AAHomeCare Update
Wake Up Call for Sleep
The government is taking a closer look at Medicare coverage and payments for sleep therapy devices, which may be the next big reimbursement issue.
The American Association for Homecare has added sleep issues to its list of legislative priorities for the coming year. That list already includes competitive bidding, maintenance and service payments after the 36-month cap for oxygen therapy, the first-month purchase option for power wheelchairs and respiratory medications such as Xopenex.
Recent studies have associated cardiovascular disease with obstructive sleep apnea. More than 12 million people are affected by the disorder, and many receive treatment each year with a CPAP machine, which CMS acknowledges is safe and effective. Yet, the agency continues to provide conflicting policies on payment and testing related to these machines.
For years, debates have raged within CMS and the DME Medicare Administrative Contractors over the coverage of home sleep testing and whether it can be used to diagnose or treat OSA. Recently, multiple local coverage determinations and proposed rules have been released on home sleep testing and coverage, but these home care policies are troubling.
AAHomecare is convening a workgroup of sleep policy experts to respond and is voicing concerns to stakeholders in the sleep community and to the DME MAC medical directors.
Two issues require attention. The first is the DME MAC local coverage determinations for positive airway pressure (PAP) devices for the treatment of OSA. All four DME MACs have released similar LCDs on this issue.

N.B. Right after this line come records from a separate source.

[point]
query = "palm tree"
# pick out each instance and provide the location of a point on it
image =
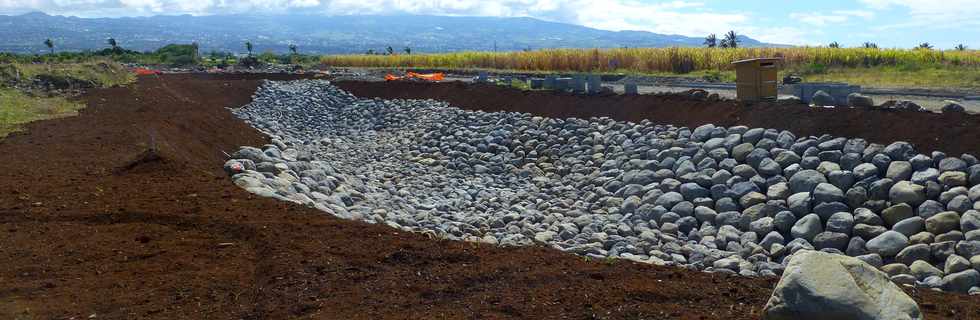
(732, 39)
(711, 41)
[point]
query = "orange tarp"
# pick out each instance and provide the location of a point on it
(144, 71)
(427, 77)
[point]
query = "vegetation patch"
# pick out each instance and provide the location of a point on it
(18, 108)
(921, 67)
(92, 74)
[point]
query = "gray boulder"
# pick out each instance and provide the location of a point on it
(888, 244)
(857, 100)
(818, 285)
(950, 106)
(806, 181)
(907, 192)
(807, 227)
(961, 281)
(943, 222)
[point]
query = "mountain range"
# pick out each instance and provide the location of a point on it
(322, 34)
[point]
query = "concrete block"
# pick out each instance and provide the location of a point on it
(806, 90)
(631, 89)
(594, 84)
(563, 84)
(536, 83)
(549, 83)
(578, 84)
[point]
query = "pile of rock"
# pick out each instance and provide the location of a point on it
(733, 200)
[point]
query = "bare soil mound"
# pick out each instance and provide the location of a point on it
(953, 134)
(173, 238)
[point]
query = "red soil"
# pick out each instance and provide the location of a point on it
(124, 213)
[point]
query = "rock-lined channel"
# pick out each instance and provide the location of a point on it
(735, 200)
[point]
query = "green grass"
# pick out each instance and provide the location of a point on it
(17, 109)
(102, 74)
(866, 67)
(930, 77)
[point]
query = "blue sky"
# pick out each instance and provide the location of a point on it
(889, 23)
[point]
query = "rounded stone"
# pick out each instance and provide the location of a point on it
(888, 244)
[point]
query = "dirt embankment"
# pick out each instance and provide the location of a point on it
(90, 225)
(953, 134)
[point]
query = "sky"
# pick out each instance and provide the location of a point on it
(888, 23)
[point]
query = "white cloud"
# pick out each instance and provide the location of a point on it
(948, 14)
(835, 17)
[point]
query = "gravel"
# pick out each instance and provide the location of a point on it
(731, 200)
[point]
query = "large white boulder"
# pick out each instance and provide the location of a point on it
(818, 285)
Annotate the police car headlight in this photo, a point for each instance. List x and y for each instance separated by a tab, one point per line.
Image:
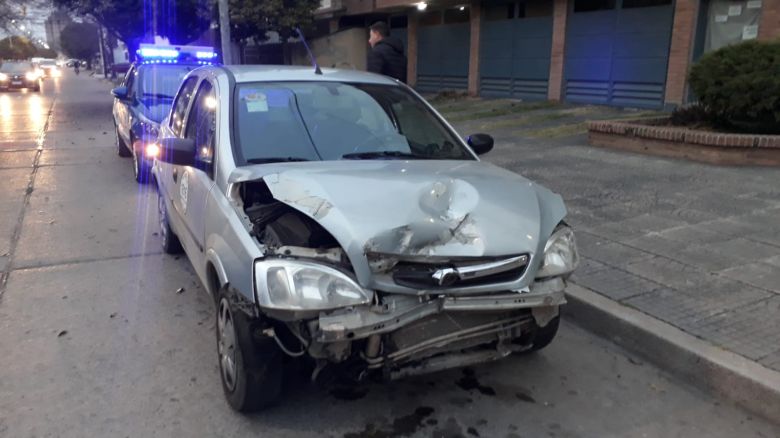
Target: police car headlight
560	254
300	285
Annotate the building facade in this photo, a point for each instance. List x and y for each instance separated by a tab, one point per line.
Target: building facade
617	52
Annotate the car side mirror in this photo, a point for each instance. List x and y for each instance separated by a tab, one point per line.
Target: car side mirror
178	151
481	143
120	93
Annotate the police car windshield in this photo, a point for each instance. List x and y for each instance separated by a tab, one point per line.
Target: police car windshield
333	121
16	67
162	81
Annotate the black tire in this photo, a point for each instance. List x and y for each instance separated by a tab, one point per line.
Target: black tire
168	239
121	148
255	379
545	335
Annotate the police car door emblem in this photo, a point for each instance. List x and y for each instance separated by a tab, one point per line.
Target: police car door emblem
184	189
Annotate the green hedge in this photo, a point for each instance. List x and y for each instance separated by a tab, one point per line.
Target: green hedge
739	86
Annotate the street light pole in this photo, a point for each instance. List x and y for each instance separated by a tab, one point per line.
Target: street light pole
224	31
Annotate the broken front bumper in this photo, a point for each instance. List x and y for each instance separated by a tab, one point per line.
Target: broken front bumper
397	311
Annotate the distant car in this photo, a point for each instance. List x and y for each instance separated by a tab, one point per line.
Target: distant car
49	68
335	218
19	74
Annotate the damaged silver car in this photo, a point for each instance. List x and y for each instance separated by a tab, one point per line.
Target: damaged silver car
337	220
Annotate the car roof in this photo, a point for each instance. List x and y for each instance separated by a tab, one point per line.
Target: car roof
274	73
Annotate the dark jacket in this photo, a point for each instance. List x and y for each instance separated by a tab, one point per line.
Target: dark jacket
387	58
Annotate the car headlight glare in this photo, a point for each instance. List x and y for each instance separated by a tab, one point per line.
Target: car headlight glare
560	254
300	285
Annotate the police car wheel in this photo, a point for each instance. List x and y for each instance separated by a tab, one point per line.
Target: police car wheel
170	242
121	147
251	371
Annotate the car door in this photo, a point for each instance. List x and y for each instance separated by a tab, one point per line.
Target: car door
167	177
122	108
195	182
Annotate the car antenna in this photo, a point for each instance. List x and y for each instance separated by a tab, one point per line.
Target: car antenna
317	70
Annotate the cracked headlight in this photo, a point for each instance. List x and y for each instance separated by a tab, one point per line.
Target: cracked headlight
560	254
299	285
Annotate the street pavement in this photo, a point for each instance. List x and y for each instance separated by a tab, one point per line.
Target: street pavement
102	335
694	245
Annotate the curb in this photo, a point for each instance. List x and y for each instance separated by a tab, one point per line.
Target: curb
745	382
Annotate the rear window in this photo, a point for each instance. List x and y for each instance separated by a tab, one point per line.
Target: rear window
162	81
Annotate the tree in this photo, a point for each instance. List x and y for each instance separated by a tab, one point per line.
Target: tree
16	47
252	19
80	41
135	21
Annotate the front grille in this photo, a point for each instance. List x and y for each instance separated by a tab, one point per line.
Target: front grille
423	275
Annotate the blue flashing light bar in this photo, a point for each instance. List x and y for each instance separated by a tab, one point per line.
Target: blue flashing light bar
164	54
156	52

The “initial coverage” and the “continued coverage” criteria are the two main points of contention. The initial coverage requires a face-to-face clinical evaluation with some additional sleep test documentation. The continued coverage criteria include another clinical evaluation after three months of therapy.
There is a high rate of noncompliance with this treatment; however, requiring the beneficiary to return for an evaluation in the fourth month can be a burden for many patients. There is also an ongoing payment liability on the patient and HME provider tied to the face-to-face re-evaluation that requires compliance records showing clinical adherence of 30 consecutive days of using the machine for four or more hours per night.